MK Miki Zohar
MK Miki ZoharFlash 90

The Ministerial Committee on Legislation will discuss and vote this coming Sunday on a bill which would restrict the right of radical leftist organizations to petition the Supreme Court on the legality of Jewish homes in Judea and Samaria.

The bill, submitted by MK Miki Zohar (Likud), effectively states that a petition to the Supreme Court may only be brought by an organization or individual likely to suffer personal damage or injury as a result of the matter about which they are petitioning the court.

"In recent years, we have witnessed a growing erosion of the 'right of standing',a legal term which limits the ability to appeal to the court solely to someone who is injured or is related to the issue of the petition," the bill's explanatory notes read.

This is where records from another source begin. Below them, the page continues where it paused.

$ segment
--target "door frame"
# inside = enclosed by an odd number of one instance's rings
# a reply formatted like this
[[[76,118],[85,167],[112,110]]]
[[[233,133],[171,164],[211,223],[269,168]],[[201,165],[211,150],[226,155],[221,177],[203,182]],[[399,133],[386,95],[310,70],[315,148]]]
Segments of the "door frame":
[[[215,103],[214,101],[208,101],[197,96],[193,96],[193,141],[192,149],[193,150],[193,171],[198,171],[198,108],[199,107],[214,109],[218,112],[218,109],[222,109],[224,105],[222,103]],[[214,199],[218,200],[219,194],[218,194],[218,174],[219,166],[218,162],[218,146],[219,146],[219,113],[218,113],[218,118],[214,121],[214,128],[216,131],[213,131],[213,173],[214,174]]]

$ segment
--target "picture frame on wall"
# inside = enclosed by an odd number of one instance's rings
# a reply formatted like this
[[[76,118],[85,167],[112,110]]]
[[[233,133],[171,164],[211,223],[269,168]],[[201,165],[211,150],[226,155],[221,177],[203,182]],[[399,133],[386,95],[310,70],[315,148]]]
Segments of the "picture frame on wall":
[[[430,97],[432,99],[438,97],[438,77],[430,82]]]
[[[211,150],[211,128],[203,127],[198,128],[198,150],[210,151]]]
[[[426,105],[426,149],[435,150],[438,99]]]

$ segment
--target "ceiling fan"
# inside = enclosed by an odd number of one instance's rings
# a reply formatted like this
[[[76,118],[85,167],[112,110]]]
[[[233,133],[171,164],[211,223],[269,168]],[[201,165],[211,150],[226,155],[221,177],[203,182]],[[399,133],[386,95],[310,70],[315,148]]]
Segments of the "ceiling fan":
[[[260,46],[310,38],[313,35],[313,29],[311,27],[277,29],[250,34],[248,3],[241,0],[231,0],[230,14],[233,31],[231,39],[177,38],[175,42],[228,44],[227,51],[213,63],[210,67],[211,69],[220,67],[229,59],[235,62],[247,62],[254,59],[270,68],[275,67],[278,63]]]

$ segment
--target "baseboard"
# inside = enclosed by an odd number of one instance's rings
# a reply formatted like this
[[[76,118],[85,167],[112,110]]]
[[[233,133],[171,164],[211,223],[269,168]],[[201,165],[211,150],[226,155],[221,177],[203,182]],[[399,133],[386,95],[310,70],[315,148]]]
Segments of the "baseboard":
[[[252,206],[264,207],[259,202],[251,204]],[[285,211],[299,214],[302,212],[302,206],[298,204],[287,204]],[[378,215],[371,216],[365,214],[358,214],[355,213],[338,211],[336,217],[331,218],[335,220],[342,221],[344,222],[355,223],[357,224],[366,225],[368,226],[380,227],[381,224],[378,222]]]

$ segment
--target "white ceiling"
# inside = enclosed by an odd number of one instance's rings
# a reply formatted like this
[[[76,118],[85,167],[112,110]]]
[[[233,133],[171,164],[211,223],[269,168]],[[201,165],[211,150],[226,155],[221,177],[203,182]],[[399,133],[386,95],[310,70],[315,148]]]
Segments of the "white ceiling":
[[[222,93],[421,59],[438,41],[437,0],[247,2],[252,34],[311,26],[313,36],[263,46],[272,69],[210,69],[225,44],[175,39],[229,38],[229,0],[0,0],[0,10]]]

"The result is the proliferation of petitions filed by organizations and individuals on political, political and economic issues, although the petitioner himself has no connection to the matter at hand and [the matter] does not cause him injury for which he is seeking redress."

Th initiators of the bill say that "these petitions are intended to lead to judicial intervention in matters that are not normally dealt with in the realm of the courts, thereby circumventing the authority of the elected echelon and the decisions of the voters."

In the USA, a party cannot challengte a law unless he has "standing," that is, the ability to demonstrate to the court sufficient connection to and harm from the law or action challenged to support that party's participation in the case. In Israel, the rules of "standing" were liberalized by former Chief Justice Aharon Barak, who believed in an activist court and advocated wide open rules on standing so that anyone seeking a judicial decision on an issue that involved a substantive violation of the rule of law, or in a matter which the court deemed to be in the "public interest," merited standing. This opened the door to a plethora of leftist NGO suits against homes in Judea and Samaria although no one had claimed ownership of the land.